Возле костра, на траве, белели мокрые птичьи перья. - Отколь у вас птица? - спросила Любава. - Ой, курица, я гляжу!..
Ермилка вскричал:
- Ага, увидала? Мирошка в посёлок, неведомо чей, ходил, поймал эту курицу для тебя! За то ему по горбу батогом попало…
Ермилка заливисто рассмеялся:
- Ишь, гнётся возле костра… А всё потому, что плечи в ссадинах. Сам видал!
Мирошка тоже попробовал засмеяться, но застеснялся и только взглянул на Любаву со смущённой, быстрой улыбкой.
Сердце Любавы счастливо дрогнуло. Она поспешно вскочила с земли и начала помогать отцу насаживать тощую, синекожую курицу на деревянный вертел.
В тот день они хорошо поели, согрелись и тронулись дальше - в лесную глушь, в чужую, хоть и заветную даль.
Так дошли они до безлесной долины - Пустого Поля. Оно тянулось большой полосой до мутного горизонта, а в самой его середине, на сгибе глухой реки, у трёх больших тополей стояла церковка. Возле церковки сидел чернец. Он сидел на бревне и плакал, не вытирая слёз.
Любава спросила:
- Чего ты, дедушка, плачешь?
Чернец повернул к ней лицо, и Любава смутилась: несмотря на поблекший, печальный взгляд, монашек был явно пригож и молод.
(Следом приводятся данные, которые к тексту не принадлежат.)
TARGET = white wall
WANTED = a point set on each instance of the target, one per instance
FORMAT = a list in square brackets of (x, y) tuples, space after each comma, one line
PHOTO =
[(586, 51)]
Небось только-только пришёл он сюда из Киева просвещать крещёных и некрещёных, да не сумел среди них ужиться, поддался тоске… оттого и плачет! Она поправилась:
- Ай, прости… я думала - дедка! Чернец печально ответил:
- Чего прощать? Грехи мои, видно, тяжки! За то Господь напустил беду… От этой беды и плачу.
- А что за беда?
- Нечистые в церкву да в келью влезли. Иные шумят и летают, иные пищат там во образе крыс. Расхитили у меня все запасы, какие были на зиму. Крова лишили: сижу на дожде, как праотец Ной сидел…
И смущённо спросил:
- Поесть у вас нет ли? Ермилка ответил:
- Есть!
Но отец больно ткнул его кулаком в посиневшую от холода шею, строго поправил:
- Нет ничего. Отколь у нас пища?
Чернец покорно вздохнул: «Вот горе!» - и вновь заплакал.
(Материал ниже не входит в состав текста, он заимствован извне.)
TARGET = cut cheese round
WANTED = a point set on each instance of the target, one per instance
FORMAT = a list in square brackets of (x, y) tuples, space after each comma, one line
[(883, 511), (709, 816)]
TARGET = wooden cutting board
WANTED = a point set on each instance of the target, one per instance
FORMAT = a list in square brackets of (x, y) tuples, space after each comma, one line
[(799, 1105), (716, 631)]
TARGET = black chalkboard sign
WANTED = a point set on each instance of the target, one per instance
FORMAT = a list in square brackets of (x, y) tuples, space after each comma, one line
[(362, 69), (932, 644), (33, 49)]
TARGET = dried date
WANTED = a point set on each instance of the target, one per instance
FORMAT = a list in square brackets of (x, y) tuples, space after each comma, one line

- Сами сытое место ищем, - угрюмо буркнул Страшко, уже начиная жалеть монашка и клясть свою скупость. - Туда собрались идти…
- А где оно есть, то сытое место?
- Слыхали, что есть оно в Суздале, за Москвой-рекой.
- Ишь, славно! И я слыхал! - Чернец оживился и быстро встал. - А в сих местах у нас пусто. Затем и зовётся: Пустое Поле. Ни десятины для церкви нельзя собрать, ни себе для пищи…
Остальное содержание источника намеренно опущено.